Waldo Krugell, an economics professor at North-West University, said the two key drivers of the fuel price, the oil price and the rand-dollar exchange rate, point to a petrol and diesel price increase in November.

“The so-called under-recovery at the current price is small, and a lot can still happen to the oil price and the exchange rate.

“At current levels, the prediction is for a 14c per litre increase for 95 octane petrol and 0.05% diesel.”

Krugell added that what happens in the next two weeks will depend on the conflict in the Middle East.

“The oil price has eased after the attacks and retaliations that pushed up the price earlier this month. The exchange rate will be influenced by Chinese Q3 economic growth data out later this week. The Finance Minister Enoch Godongwana’s Medium Term Budget Policy Statement (MTBPS) on 30 October will also have an influence.”

Old Mutual Group chief economist, Johann Els, said that the petrol price is currently under recovered because of the weaker rand and higher oil prices.

“Brent Crude oil is up from 71 dollars to 76 dollars a barrel, and the Rand is weaker from R17.20 to about R17.50, so there is a large under-recovery. The current data increase is around 13 cents a litre. If it had to continue, we could possibly be looking at an increase of R1 at the beginning of November.”

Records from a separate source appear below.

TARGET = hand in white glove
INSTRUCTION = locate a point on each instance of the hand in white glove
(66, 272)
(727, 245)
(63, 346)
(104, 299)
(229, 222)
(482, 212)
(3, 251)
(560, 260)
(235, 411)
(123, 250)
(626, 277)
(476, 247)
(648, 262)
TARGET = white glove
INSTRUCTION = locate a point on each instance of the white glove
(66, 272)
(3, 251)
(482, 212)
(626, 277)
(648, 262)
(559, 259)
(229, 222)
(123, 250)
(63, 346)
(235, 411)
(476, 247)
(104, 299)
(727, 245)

Els added that it was hoped that the Rand would strengthen and the Middle East conflict is contained, as that could change the outlook. “I wouldn’t be too concerned about the increase.

“We have had five consecutive decreases, and one increase won’t have a huge impact on inflation.”

Economist Dawie Roodt said that he expected a small increase in the petrol price in November.

“I think it could be 10 cents a litre. I feel the impact of the higher price of Brent Crude oil has not had as big an impact as we thought, so the increase will be minimal.

“However, we have to wait and see how things go in the last two weeks of October.”